My parents tried to make that breakfast thing more appealing to me. One of the ways they made an effort was by insinuating the concept of brunch into my life. This meant a bigger range of options, and Eggs Benedict. My father, who was prone to flurries of culinary expertise, was in charge of that operation. I can still hear him waxing rhapsodic about Hollandaise sauce. Of which he was, by all accounts, a master. So Sunday mornings, breakfast got pushed back an hour or two while brunch became an event. An event that included eggs. Which landed me squarely on the outside. Maybe I should have mentioned my issue with mushy food. Oatmeal, bananas, eggs. Notice a pattern? There are a lot of breakfast foods that fall into the mushy category. Eggs Benedict was essentially a monument  to mush. Whenever that egg poacher showed up on the stove, I knew I was going to be relegated to the side. I made the best I could by having a crisp English Muffin and maybe a slice or two of Canadian Bacon. Crunchewy.

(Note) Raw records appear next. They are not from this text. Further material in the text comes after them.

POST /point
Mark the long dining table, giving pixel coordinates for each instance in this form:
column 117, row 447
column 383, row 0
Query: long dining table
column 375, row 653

So I hung on the edge of the breakfast pool. It's where I find myself today, much to the chagrin of my wife who would be happy to celebrate in that realm of morning meal, if only for my reticence. Sure, I have my bowl of cereal five days a week because I need to have something to get me to the other side of the day, but the idea of anything more complex or mushy leaves me wishing that I would have eaten more at dinner.
If only my father  would  have inserted, between the egg and the muffin, a plastic toy that could spin, hop, or fly.